Most of the music signals used today are digitally recorded, stored and processed during production. The digitally available music signal very often consists of the superposition of several separate signals that are dedicated to an isolated component, such as an instrument or another sound source. These individual signals, as well as the mixed signal, can be digitally post-processed as often as desired in order to achieve a subsequent improvement of individual musical elements or a desired modification of recorded musical passages.
However, if only the mixed signal is available, targeted post-processing or extraction of the signal of individual components can only be carried out in exceptional cases. Because targeted post-processing requires the separation of the mixed signal into the partial signal to be changed and the unchanged residual signal.
Especially for monaural music signals, which are recorded via only one microphone and therefore do not contain any additional information such as the location of the sound sources, the separation of the mixed signal into its individual components, as shown schematically in the following sketch in case of an orchestra, remains a great challenge.
This research project therefore focuses on the separation of monaural music signals for the polyphonic case, i.e. music signals with several individual sources.
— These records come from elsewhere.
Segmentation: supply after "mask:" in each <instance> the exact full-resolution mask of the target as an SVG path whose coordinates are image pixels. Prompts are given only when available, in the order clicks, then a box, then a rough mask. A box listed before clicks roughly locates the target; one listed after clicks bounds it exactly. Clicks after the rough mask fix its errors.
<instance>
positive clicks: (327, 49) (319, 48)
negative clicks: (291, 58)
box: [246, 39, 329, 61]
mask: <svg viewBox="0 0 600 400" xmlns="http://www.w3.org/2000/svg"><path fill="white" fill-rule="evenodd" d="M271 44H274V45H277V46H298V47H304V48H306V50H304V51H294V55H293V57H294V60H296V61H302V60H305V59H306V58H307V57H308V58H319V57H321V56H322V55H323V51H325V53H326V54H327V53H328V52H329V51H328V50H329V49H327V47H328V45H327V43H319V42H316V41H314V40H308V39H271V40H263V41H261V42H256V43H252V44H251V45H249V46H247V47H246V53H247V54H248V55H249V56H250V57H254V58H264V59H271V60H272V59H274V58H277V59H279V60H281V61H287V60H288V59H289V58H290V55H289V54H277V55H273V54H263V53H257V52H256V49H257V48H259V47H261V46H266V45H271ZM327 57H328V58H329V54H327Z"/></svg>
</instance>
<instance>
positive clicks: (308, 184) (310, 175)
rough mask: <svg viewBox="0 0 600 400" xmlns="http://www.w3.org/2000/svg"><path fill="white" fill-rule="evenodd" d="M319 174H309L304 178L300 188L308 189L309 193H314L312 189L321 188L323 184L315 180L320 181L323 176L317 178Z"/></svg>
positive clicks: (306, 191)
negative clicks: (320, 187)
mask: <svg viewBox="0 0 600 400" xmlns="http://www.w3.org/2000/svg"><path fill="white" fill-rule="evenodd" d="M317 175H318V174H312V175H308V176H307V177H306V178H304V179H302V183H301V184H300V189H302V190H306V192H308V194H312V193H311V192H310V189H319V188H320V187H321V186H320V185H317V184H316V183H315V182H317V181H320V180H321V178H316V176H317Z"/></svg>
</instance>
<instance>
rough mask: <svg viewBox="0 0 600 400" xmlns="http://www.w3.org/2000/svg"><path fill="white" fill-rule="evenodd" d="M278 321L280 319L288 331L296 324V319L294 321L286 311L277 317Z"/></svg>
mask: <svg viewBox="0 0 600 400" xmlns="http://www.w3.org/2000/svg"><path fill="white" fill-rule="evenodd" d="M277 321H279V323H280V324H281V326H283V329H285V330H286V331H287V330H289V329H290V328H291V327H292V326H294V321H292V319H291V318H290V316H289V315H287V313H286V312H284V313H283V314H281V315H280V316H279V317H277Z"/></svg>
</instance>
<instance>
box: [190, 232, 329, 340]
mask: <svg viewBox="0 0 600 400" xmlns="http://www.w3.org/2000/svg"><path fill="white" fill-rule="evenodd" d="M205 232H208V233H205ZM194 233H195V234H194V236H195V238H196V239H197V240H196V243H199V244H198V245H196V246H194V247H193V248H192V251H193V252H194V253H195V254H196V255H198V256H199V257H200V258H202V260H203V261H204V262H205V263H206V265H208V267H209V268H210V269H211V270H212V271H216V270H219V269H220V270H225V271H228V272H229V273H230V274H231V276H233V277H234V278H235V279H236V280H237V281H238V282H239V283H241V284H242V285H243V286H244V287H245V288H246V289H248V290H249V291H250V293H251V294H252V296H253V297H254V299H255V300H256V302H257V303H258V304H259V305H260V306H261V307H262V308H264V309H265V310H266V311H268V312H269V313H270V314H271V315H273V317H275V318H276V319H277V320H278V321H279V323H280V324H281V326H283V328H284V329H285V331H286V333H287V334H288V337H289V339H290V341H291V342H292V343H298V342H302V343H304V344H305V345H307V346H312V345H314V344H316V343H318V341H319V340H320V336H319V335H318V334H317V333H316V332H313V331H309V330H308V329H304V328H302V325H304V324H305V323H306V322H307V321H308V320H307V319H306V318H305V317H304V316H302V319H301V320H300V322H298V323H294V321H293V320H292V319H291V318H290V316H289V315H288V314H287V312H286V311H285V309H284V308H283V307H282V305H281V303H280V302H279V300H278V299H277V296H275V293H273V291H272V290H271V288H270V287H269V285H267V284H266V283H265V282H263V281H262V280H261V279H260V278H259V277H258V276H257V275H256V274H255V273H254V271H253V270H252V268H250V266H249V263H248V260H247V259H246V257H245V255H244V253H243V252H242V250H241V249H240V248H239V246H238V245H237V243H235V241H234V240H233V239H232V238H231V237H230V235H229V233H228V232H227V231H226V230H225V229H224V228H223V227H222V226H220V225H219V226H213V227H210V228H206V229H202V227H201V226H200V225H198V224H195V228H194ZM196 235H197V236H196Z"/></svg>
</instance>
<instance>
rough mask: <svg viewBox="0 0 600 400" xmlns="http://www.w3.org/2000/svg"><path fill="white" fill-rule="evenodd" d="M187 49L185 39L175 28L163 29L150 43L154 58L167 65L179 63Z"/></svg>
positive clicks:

In the separation of musical elements, the challenge lies in the superposition of the spectra of simultaneously occurring elements, which are typical for polyphonic music signals. In most cases, a suitable time-frequency representation of the mixed signal, such as the short-time Fourier transform, is the basis for the separation process. The methods to be developed should provide the different separated partial signals of the components to be separated in such a way that a targeted post-processing can be easily implemented.